50年、生花を教えていた母。 |
88歳の母と、一人っ子の私。
表向きは、いつもニコニコ穏やかで愛らしい母と、その面倒をよく見る愛想のいい娘、ということになっている。たぶん。
もちろん、現実はそんなに美しくない。
ふわふわした見かけとまるで違って、一人で親の借金を返済し、家を買い、姪甥の面倒まで見てきた、昭和一桁生まれの母の強さたるや相当なもの。自分の成し遂げてきたことに絶大な自信を持っているから、自分の望むように生きれば娘も幸せであると信じて疑わなかった。
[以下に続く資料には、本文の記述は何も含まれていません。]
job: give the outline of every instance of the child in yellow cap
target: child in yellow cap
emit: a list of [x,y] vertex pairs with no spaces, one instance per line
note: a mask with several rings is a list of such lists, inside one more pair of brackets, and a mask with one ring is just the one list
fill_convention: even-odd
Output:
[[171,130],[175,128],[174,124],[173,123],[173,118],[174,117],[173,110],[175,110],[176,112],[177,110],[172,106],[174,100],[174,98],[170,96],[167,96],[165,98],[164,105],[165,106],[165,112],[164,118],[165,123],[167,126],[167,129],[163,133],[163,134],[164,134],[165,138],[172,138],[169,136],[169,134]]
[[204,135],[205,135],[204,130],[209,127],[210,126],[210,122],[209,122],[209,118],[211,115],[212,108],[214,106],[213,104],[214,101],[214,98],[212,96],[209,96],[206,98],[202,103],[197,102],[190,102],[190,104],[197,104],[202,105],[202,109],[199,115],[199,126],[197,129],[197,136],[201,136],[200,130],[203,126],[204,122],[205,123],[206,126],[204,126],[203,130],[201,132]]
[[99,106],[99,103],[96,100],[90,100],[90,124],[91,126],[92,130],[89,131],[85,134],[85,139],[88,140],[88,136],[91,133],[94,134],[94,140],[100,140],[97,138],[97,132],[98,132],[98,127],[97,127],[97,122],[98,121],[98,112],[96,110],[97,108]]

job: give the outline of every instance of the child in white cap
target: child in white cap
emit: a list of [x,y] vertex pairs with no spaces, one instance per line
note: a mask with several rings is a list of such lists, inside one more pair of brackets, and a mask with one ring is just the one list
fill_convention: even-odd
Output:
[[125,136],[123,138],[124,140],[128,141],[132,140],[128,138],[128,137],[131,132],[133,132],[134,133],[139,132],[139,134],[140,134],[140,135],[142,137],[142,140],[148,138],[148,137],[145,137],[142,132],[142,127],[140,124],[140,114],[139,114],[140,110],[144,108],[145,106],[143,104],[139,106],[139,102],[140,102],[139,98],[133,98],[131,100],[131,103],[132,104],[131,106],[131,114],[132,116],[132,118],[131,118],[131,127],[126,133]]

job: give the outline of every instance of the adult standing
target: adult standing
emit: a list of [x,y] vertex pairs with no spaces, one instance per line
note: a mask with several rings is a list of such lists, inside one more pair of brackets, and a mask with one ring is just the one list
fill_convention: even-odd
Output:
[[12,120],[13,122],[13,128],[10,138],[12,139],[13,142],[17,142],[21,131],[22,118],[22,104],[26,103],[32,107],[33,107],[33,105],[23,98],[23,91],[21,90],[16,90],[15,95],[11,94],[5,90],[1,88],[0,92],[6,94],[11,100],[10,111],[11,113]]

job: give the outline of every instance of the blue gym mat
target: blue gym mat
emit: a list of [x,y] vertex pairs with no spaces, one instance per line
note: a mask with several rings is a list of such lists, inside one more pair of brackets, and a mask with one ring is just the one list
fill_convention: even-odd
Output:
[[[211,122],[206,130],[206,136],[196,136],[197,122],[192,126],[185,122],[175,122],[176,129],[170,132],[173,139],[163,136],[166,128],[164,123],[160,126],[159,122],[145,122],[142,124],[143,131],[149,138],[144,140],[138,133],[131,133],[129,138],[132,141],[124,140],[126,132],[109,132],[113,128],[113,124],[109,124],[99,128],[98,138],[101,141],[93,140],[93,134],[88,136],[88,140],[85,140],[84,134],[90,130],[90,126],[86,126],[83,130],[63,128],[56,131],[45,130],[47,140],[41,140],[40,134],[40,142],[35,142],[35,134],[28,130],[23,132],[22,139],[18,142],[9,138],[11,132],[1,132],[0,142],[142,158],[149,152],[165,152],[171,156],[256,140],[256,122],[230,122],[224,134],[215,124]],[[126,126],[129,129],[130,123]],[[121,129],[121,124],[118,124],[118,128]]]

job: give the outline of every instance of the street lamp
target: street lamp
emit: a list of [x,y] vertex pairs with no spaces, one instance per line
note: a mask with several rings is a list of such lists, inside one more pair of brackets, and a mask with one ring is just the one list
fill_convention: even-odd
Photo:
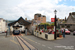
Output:
[[56,38],[57,38],[57,36],[56,36],[56,13],[57,13],[57,11],[55,10],[54,13],[55,13],[55,22],[54,22],[54,25],[55,25],[54,26],[55,27],[54,31],[55,31],[55,33],[54,33],[54,39],[56,40]]

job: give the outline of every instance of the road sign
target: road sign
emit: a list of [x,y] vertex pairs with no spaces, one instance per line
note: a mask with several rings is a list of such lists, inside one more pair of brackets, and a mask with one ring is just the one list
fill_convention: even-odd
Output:
[[55,18],[51,18],[51,22],[54,22],[55,21]]

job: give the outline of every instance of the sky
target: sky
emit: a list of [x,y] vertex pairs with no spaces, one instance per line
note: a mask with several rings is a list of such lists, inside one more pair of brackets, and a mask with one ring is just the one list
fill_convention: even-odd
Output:
[[32,20],[34,14],[40,13],[46,16],[46,21],[51,21],[57,10],[57,18],[64,19],[75,12],[74,3],[75,0],[0,0],[0,18],[17,20],[22,16]]

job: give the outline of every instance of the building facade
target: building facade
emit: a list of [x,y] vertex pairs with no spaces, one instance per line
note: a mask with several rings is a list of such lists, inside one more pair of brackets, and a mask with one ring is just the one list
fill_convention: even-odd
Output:
[[0,31],[7,31],[6,21],[3,18],[0,18]]
[[41,14],[35,14],[34,15],[34,20],[40,21],[41,23],[46,23],[46,16],[45,15],[41,15]]
[[60,27],[65,27],[71,31],[75,31],[75,12],[69,13],[65,23],[61,23]]

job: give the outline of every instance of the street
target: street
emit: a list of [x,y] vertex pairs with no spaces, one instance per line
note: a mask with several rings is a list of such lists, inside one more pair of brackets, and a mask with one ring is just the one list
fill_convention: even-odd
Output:
[[[66,35],[60,40],[47,41],[33,35],[21,36],[29,44],[38,50],[75,50],[75,36]],[[23,50],[15,36],[5,37],[0,34],[0,50]]]

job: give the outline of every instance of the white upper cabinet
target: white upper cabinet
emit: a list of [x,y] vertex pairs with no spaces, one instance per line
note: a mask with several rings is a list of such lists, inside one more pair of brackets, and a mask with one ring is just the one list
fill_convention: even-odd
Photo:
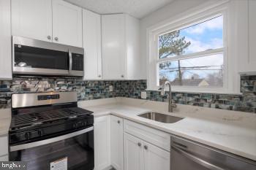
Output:
[[52,1],[12,0],[12,35],[52,41]]
[[82,9],[62,0],[53,0],[53,42],[82,47]]
[[86,9],[83,9],[83,42],[84,79],[102,79],[101,18]]
[[124,14],[102,16],[104,79],[140,79],[139,25]]
[[249,0],[249,67],[256,72],[256,1]]
[[12,35],[83,46],[82,9],[62,0],[12,0]]
[[12,79],[10,6],[10,0],[0,0],[0,80]]

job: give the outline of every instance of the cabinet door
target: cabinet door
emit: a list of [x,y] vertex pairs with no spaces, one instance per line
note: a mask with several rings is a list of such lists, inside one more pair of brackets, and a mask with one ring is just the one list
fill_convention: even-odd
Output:
[[102,79],[100,15],[83,9],[84,79]]
[[125,17],[122,14],[102,16],[102,67],[104,79],[125,77]]
[[51,0],[12,0],[12,35],[52,41]]
[[170,152],[144,142],[144,170],[170,170]]
[[124,133],[124,170],[144,169],[143,142],[127,133]]
[[94,169],[110,166],[110,117],[94,119]]
[[111,165],[116,170],[123,170],[123,119],[111,116]]
[[10,0],[0,0],[0,80],[12,79]]
[[53,42],[82,47],[82,9],[53,0]]

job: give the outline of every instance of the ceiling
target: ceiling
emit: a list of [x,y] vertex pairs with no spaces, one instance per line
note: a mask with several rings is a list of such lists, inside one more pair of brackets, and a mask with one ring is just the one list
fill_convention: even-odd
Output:
[[65,0],[99,14],[127,13],[142,18],[173,0]]

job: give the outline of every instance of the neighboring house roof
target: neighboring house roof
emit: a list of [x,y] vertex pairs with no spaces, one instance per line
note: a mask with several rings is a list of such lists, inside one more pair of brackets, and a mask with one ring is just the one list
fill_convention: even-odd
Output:
[[[208,86],[209,84],[204,79],[184,79],[182,80],[182,85],[185,86]],[[175,79],[172,82],[172,85],[180,85],[179,79]]]

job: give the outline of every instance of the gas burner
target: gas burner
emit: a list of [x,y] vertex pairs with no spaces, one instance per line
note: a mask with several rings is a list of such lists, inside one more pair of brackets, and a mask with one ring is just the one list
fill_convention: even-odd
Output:
[[24,128],[53,121],[75,119],[80,116],[86,116],[92,112],[78,107],[23,113],[14,115],[12,119],[11,129]]

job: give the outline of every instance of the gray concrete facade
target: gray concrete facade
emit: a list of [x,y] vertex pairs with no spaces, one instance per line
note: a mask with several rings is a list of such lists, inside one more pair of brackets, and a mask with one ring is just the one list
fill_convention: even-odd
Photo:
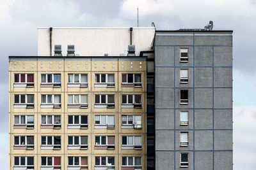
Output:
[[[233,169],[232,31],[156,31],[156,169]],[[180,48],[188,62],[180,62]],[[188,82],[180,81],[180,69]],[[187,90],[188,104],[180,104]],[[180,124],[188,111],[188,124]],[[180,132],[188,145],[180,145]],[[188,166],[180,167],[180,153]]]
私のすること、選ぶもの、全てが気に入らない。そればかりか、全力で阻止してくる。私の人生は、この母との葛藤の日々だった。ようやく私は私であることを認めさせた時には、母は、少しずつ私の助けを要する状態になっていて、別の意味で私の人生を左右する存在になった。
言いたいことの1つや2つ、どころか100や200はあるけれど、もうそんな言葉は届かないところに行ってしまった母。
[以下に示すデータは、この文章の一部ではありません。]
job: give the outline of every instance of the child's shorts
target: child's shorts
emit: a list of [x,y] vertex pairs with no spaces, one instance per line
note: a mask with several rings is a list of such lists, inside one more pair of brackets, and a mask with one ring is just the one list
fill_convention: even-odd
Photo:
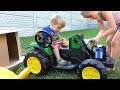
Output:
[[55,47],[60,48],[61,47],[61,40],[53,41],[51,46],[53,49]]
[[117,31],[120,32],[120,23],[117,25]]

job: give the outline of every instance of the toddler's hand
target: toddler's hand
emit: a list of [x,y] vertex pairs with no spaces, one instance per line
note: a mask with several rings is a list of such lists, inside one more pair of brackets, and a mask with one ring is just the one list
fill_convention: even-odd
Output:
[[65,38],[62,38],[62,44],[63,44],[63,46],[67,45],[67,40]]

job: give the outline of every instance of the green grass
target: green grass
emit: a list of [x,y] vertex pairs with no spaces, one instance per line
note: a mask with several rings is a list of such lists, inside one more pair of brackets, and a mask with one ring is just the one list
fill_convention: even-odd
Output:
[[[84,34],[85,39],[90,39],[90,38],[95,37],[98,32],[99,32],[99,30],[86,29],[86,30],[74,30],[74,31],[61,32],[60,34],[62,37],[66,38],[67,40],[69,39],[69,37],[71,37],[72,35],[75,35],[75,34]],[[34,37],[20,38],[20,41],[21,41],[22,55],[26,55],[29,52],[29,50],[31,50],[31,49],[25,49],[25,48],[28,47],[30,42],[34,41]],[[102,39],[99,42],[99,44],[106,45],[106,38]],[[117,62],[115,63],[115,65],[117,67],[117,70],[114,72],[108,73],[108,79],[119,79],[120,78],[120,75],[119,75],[120,60],[119,60],[119,58],[118,58]],[[23,69],[24,69],[24,65],[22,63],[16,73],[18,74]],[[54,70],[50,70],[45,75],[41,75],[40,77],[33,75],[33,74],[29,74],[27,79],[79,79],[79,76],[74,71],[55,70],[54,69]]]

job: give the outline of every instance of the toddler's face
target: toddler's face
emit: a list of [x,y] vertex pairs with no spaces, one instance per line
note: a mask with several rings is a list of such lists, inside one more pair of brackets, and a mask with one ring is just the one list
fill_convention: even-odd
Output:
[[98,13],[96,11],[91,11],[88,14],[88,18],[90,18],[90,19],[97,19],[98,18]]

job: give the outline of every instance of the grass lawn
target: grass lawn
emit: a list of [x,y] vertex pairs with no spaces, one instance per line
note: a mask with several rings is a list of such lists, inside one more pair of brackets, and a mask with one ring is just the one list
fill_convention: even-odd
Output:
[[[61,32],[61,36],[66,38],[67,40],[69,37],[75,34],[84,34],[85,39],[93,38],[94,36],[97,35],[99,30],[74,30],[74,31],[67,31],[67,32]],[[20,38],[21,41],[21,48],[22,48],[22,55],[26,55],[29,50],[31,49],[25,49],[32,41],[34,41],[34,36],[33,37],[22,37]],[[105,43],[106,38],[102,39],[99,44],[106,45]],[[119,55],[120,56],[120,55]],[[108,79],[119,79],[120,78],[120,60],[118,60],[115,63],[117,70],[111,73],[108,73]],[[24,69],[23,63],[21,63],[20,68],[17,70],[17,74],[21,72]],[[12,70],[12,69],[11,69]],[[65,70],[50,70],[47,74],[42,75],[40,77],[29,74],[27,79],[79,79],[79,76],[76,72],[74,71],[65,71]]]

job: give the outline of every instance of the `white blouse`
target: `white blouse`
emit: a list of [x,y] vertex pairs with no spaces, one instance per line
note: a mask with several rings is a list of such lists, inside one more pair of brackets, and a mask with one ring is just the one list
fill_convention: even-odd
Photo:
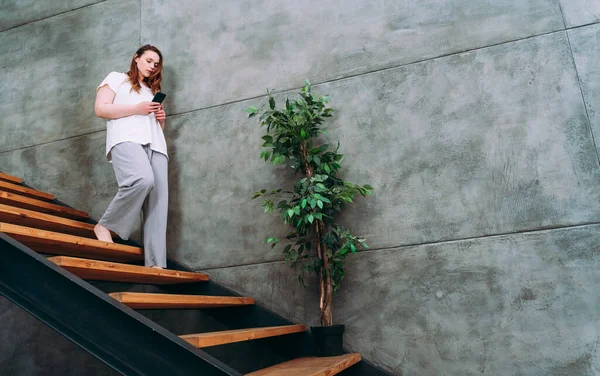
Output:
[[[111,72],[98,86],[98,89],[104,85],[108,85],[115,92],[114,104],[138,104],[144,101],[150,102],[154,98],[152,90],[145,85],[142,85],[139,93],[131,90],[131,83],[125,73]],[[110,150],[113,146],[125,141],[149,145],[150,149],[167,155],[165,135],[154,113],[108,120],[106,122],[106,158],[109,161],[111,161]]]

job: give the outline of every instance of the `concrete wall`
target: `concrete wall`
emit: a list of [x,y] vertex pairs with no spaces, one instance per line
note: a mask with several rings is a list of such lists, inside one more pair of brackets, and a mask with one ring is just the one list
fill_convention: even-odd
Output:
[[309,78],[337,109],[328,137],[344,177],[375,187],[342,218],[371,245],[335,300],[347,347],[397,375],[600,373],[600,3],[74,7],[3,21],[0,169],[99,218],[116,187],[94,88],[155,44],[169,256],[316,324],[316,292],[262,243],[285,229],[249,198],[288,172],[258,160],[262,133],[244,114],[265,89],[293,96]]

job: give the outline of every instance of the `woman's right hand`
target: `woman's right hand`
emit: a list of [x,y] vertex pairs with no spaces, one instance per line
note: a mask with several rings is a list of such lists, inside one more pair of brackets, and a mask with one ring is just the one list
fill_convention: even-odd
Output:
[[160,109],[160,103],[156,102],[140,102],[135,105],[136,114],[148,115]]

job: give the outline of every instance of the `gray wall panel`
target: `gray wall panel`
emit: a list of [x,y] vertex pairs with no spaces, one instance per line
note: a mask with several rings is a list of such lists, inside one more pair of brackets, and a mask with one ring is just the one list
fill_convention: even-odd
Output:
[[[600,372],[600,227],[362,252],[334,298],[345,343],[395,375]],[[284,317],[318,323],[317,286],[283,263],[209,271]]]
[[0,31],[99,2],[101,0],[2,0]]
[[104,129],[95,90],[126,71],[139,2],[107,1],[0,33],[0,152]]
[[176,113],[562,27],[554,0],[142,2]]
やりたい放題やって逃げられたようで、どこか腑に落ちない。でも、何か言ってみたところで今さら何が変わるわけでもない。母に何かしら伝わるとも思えない。
それどころか、もう私無しでは生きられない母に負の感情を抱くことは、罪悪感になって跳ね返って来さえする。
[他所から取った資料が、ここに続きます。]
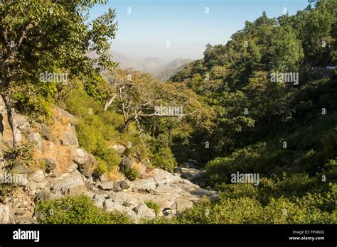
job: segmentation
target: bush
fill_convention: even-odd
[[[125,177],[130,181],[134,181],[139,177],[139,172],[134,168],[126,168],[124,174]]]
[[[177,165],[170,148],[159,148],[159,152],[152,156],[152,164],[154,167],[168,171],[173,171]]]
[[[158,216],[160,212],[160,205],[151,201],[145,202],[145,204],[148,208],[154,209],[156,216]]]
[[[55,200],[41,202],[36,213],[41,224],[130,224],[124,214],[107,212],[97,207],[87,196],[68,196]]]

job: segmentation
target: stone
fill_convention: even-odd
[[[127,210],[126,207],[124,207],[117,202],[112,202],[110,199],[107,199],[104,202],[103,209],[107,212],[118,211],[122,212]]]
[[[156,189],[156,182],[152,177],[136,180],[132,187],[134,191],[151,192]]]
[[[176,202],[172,205],[172,209],[176,210],[177,212],[181,212],[186,208],[191,208],[193,206],[193,203],[186,198],[177,198]]]
[[[114,188],[114,183],[112,182],[103,182],[98,185],[97,187],[103,190],[111,190]]]
[[[45,172],[42,170],[38,170],[34,172],[32,172],[28,175],[28,179],[30,181],[33,181],[35,182],[40,182],[44,180],[45,179]]]
[[[119,155],[122,155],[124,153],[124,151],[125,151],[125,149],[127,149],[126,147],[120,144],[114,145],[112,148],[114,148]]]
[[[35,191],[36,187],[38,187],[38,184],[33,181],[28,181],[27,185],[26,185],[25,190],[30,190],[30,191]]]
[[[43,160],[46,163],[47,170],[49,171],[55,170],[58,165],[58,162],[53,158],[43,158]]]
[[[181,178],[179,176],[175,176],[167,171],[155,169],[154,172],[154,180],[157,184],[181,182]]]
[[[54,193],[59,191],[63,195],[79,195],[86,192],[87,186],[82,175],[75,172],[56,182],[50,190]]]
[[[122,170],[124,170],[127,168],[132,168],[132,160],[129,157],[122,157],[121,158],[121,163],[119,165]]]
[[[69,132],[66,132],[63,134],[63,137],[61,138],[61,143],[63,146],[75,146],[76,148],[78,148],[77,136]]]
[[[38,133],[34,132],[29,134],[28,136],[28,141],[32,141],[33,143],[35,143],[39,150],[42,150],[42,138]]]
[[[122,190],[129,189],[131,186],[131,182],[129,180],[123,180],[119,182],[119,186]]]
[[[104,194],[96,194],[94,198],[94,203],[95,204],[102,209],[103,208],[103,203],[105,201],[105,197]]]
[[[148,208],[145,204],[139,204],[134,209],[134,212],[136,212],[136,215],[139,219],[151,219],[156,216],[156,214],[153,212],[153,210]]]
[[[55,138],[51,134],[50,131],[46,125],[44,125],[43,124],[40,124],[40,127],[41,128],[42,134],[47,140],[55,141]]]
[[[94,171],[96,160],[82,148],[77,148],[74,161],[78,165],[81,173],[86,177],[91,176]]]
[[[129,199],[129,196],[124,192],[112,192],[109,194],[109,198],[122,205]]]
[[[31,170],[23,165],[18,165],[13,169],[13,172],[14,173],[28,174],[31,172]]]
[[[0,204],[0,224],[14,224],[14,219],[9,204]]]
[[[119,182],[115,182],[114,184],[114,191],[115,192],[118,192],[122,191],[122,188],[121,188],[121,185],[120,185]]]
[[[48,199],[50,198],[50,192],[46,190],[41,191],[39,192],[37,195],[36,197],[35,198],[36,202],[43,202],[48,200]]]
だからあれこれ考えないように淡々と暮らしているつもりだった。
常に母を最優先にするその熱心さを自分で不思議に思いながらも。
でも、そうして何年も過ごして、
とうとう、気がついたことがある。
甲斐甲斐しく付き添う笑顔や、やれやれしょうがないというため息のずっと奥に、
私が私であることを認められないままでいる、私自身がいたのではなかったか。いつもどこかに、母に言われ続けたように私は何かしら間違っていて、不十分な人間だという意識と、それゆえの後ろめたさがあったのではないか。
そんな意識があること、そしてそれがどれほど自分を縛っていたかに気づき始めたとき、感情がひどく波打って、今までと同じように母と向き合うことが難しくなった。
どんなことも、母のせいにするつもりはない。この身に起きることは全て私ゆえだと、これは仏教やヨガから学んだ大切なこと。おかげで、人や状況をとことん恨むようなことはしないで済む。それでも、時々襲ってくる強烈な苛立ちを、正直持て余した。
そんなあれこれを全部、今日、ここで認めてあげようと思う。思うことは限りなくあっても、なんとか母と暮らす自分、それでもやっぱり、元気でいてほしいと願い、笑ってくれれば嬉しいと思う自分を、まあよくやってるんじゃない、と認めてあげようと思う。
何度目かの、母の入院を前に。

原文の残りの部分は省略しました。